Hydrophobic Interaction and Charge Accumulation at the Diamond-Electrolyte Interface

The hydrophobic interaction of surfaces with water is a well-known phenomenon, but experimental evidence of its influence on biosensor devices has been lacking. In this work we investigate diamond field-effect devices, reporting on Hall effect experiments and complementary simulations of the interfacial potential at the hydrogen-terminated diamond/aqueous electrolyte interface. The interfacial capacitance, derived from the gate-dependent Hall carrier concentration, can be modeled only when considering the hydrophobic nature of this surface and its influence on the structure of interfacial water. Our work demonstrates how profoundly the performance of potentiometric biosensor devices can be affected by their surfaces’ hydrophobicity.

Figure 1

(a) Simulated band diagram of the hydrogen-terminated diamond/electrolyte interface. The Fermi level $E_F$ can be shifted below the valence band edge $E_V$ at $-4.45\mathrm{eV}$ with a gate potential $U_G$ applied between the reference electrode ${\overline{\mu }}_{\mathrm{RE}}$ and a contact on the diamond.
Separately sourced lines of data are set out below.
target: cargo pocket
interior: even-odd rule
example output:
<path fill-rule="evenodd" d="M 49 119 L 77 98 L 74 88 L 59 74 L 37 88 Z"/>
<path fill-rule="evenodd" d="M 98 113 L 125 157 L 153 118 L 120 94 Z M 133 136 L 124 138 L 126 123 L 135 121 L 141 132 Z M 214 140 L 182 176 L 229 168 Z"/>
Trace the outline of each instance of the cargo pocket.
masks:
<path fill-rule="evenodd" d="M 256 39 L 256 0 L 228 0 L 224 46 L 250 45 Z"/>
In the resulting potential well carriers accumulate in a two-dimensional hole gas (2-DHG), leading to band bending at the surface. The hole density is mirrored by a net negative ion density on the electrolyte side. (b) Sheet conductivity versus gate potential acquired from a four-contact resistance measurement using the van der Pauw configuration. See the text for details.

Figure 2

(a) Sheet carrier density versus gate voltage, calculated from in-liquid Hall effect measurements. Above the threshold voltage, the three samples exhibit almost the same slope, which is determined by the interfacial capacitance. (b) Top: Water density profile at a hydrophobic and hydrophilic surface, as from molecular dynamics simulations [15]. Bottom: Ion density profile in the extended Poisson-Boltzmann model for 50 mM NaCl and a hole concentration of $5\times {10}^{12}{\mathrm{cm}}^{-2}$ in the diamond.

Figure 3

(a) ${\mathrm{nextnano}}^3$ simulations showing the potential drop across the diamond/electrolyte interface and the corresponding position of the valence band (VB) with respect to the Fermi level. (Only the region around the interface $\pm 3\mathrm{nm}$ is displayed; arrows indicate the potential drop in the electrolyte.) The PB model (olive) assumes the bulk properties of the electrolyte (${ϵ}_r=78$) up to the interface. The ePB model (red) allows for a depletion of electrolyte in the vicinity of the hydrophobic surface. (b) Comparison between the simulated results [(a)] and the experimentally obtained carrier concentrations [Fig. 2a], for different gate potentials. All data sets are normalized with respect to their threshold voltage. The ePB for the hydrophobic interface, the conventional PB model, and the ePB model for a hydrophilic interface are compared. Results of the ePB model for the hydrophobic case, when a shift of the water density of $\pm 0.5\AA$ is considered, are additionally shown (cyan and magenta).